Но в десятом классе я даже не помышлял о таком. В первую очередь мне была нужна отсрочка. И трехлетнее профессиональное образование показалось мне надежным решением.
Отец притащил меня на консультацию по профориентации, на которой было определено, что я должен стать слесарем-инструментальщиком. Я не знал, что это такое. Я полагал, что есть просто молоток и клещи, и не мог себе представить, что это требует отдельной настоящей профессии. Отец, наоборот, радовался, возможно, он сам хотел бы стать слесарем-инструментальщиком.
Эту профессию называют королевой среди всех профессий, имеющих отношение к металлу, хотя специалист по точной механике обязательно скажет о своей профессии то же самое. Мармелад из черной смородины тоже король всех мармеладов. Несмотря на это, некоторые люди предпочитают мармелад из малины. Кстати говоря, я люблю мармелад из черной смородины и смородину вообще. Особенно черную.
Вот так я стал слесарем-инструментальщиком. Положительным в этом было то, что я попал в класс с исключительно приятными учениками. Большинство из них оказались там по той же причине, что и я, и предпочли так получить аттестат зрелости.
Многие пришли из школы с высокими показателями успеваемости, но не имели права на EOS
[24], потому что, как это тогда часто называлось, они были «недостаточно политически зрелыми» для этого. Один из них был гитаристом и играл в хеви-метал-группе. Другой хотел стать философом. Третий после однократного прослушивания английских текстов хеви-метал и панк-групп запоминал их наизусть и пел их во время шлифовки напильником.
В начале обучения мы незамедлительно отправились в так называемый лагерь гражданской обороны. Учителя и мастера производственного обучения были нашими военными инструкторами.

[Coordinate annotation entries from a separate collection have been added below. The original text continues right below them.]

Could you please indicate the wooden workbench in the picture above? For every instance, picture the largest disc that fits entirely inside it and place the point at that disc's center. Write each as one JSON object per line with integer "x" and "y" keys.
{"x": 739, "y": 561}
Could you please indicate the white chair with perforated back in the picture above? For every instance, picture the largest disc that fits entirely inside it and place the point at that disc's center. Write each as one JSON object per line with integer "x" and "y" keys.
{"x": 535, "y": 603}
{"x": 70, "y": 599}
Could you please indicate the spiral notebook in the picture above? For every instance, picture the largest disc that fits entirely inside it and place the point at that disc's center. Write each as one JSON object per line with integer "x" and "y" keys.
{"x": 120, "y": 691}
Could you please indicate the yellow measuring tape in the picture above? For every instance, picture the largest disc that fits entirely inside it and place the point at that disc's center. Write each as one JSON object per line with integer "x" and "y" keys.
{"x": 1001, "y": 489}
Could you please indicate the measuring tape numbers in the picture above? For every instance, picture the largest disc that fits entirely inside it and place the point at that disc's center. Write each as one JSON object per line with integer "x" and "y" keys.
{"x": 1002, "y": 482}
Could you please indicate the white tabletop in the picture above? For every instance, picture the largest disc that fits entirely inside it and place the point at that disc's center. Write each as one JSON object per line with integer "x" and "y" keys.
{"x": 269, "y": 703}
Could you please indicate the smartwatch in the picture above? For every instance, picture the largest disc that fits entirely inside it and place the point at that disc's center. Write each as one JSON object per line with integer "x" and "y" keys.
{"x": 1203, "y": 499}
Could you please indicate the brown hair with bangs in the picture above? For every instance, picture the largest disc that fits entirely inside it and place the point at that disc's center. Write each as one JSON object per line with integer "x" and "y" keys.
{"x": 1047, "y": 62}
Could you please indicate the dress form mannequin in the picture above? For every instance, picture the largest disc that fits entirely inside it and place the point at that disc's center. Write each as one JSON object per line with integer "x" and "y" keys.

Они надевали солнцезащитные очки, засовывали учебники за пояс униформы и мгновенно превращались в орущих погонщиков. Мы тогда даже стреляли из мелкокалиберных автоматов.
Я тоже стрелял, но из-за плохого зрения попадал по мишени соседа, так что он после двенадцати выстрелов получил пятнадцать попаданий. Однако это не принесло ему нужную оценку, и он был очень недоволен. Когда я закончил, то показал инструктору пустую обойму, поднял оружие, снял его с предохранителя и нажал курок, совсем так, как меня учили. Но в стволе еще оставался один патрон, и когда я нажал на курок, инструктор все еще держал голову над оружием. Он должен был посмотреть, действительно ли пуст патронник.
Выстрел раздался настолько близко к его голове, что он побледнел и потерял сознание. Мне разрешили поехать домой. Это было очень к месту, потому что у меня намечался концерт с Feeling B и теперь я мог принять в нем участие. В противном случае им пришлось бы играть без меня или взять вместо меня кого-то другого. Собственно говоря, у меня не было времени на обучение в лагере гражданской обороны. И профессия с самого первого и до последнего дня оставалась для меня чужой. Она требовала больших усилий. Я вытачивал из стального блока вороток. Нужно было зажимать различные большие метчики
[25], чтобы – какой сюрприз – в отверстии появилась нарезанная резьба. Слесарь-инструментальщик не должен говорить «дырка». Это называется «отверстие». Для изготовления этого воротка мне понадобилась четверть года. Потом я подарил его отцу на день рождения, чтобы он увидел, как хорошо у меня получилось. Ведь я должен был стать нарезчиком резьбы, а это изделие было довольно сложным.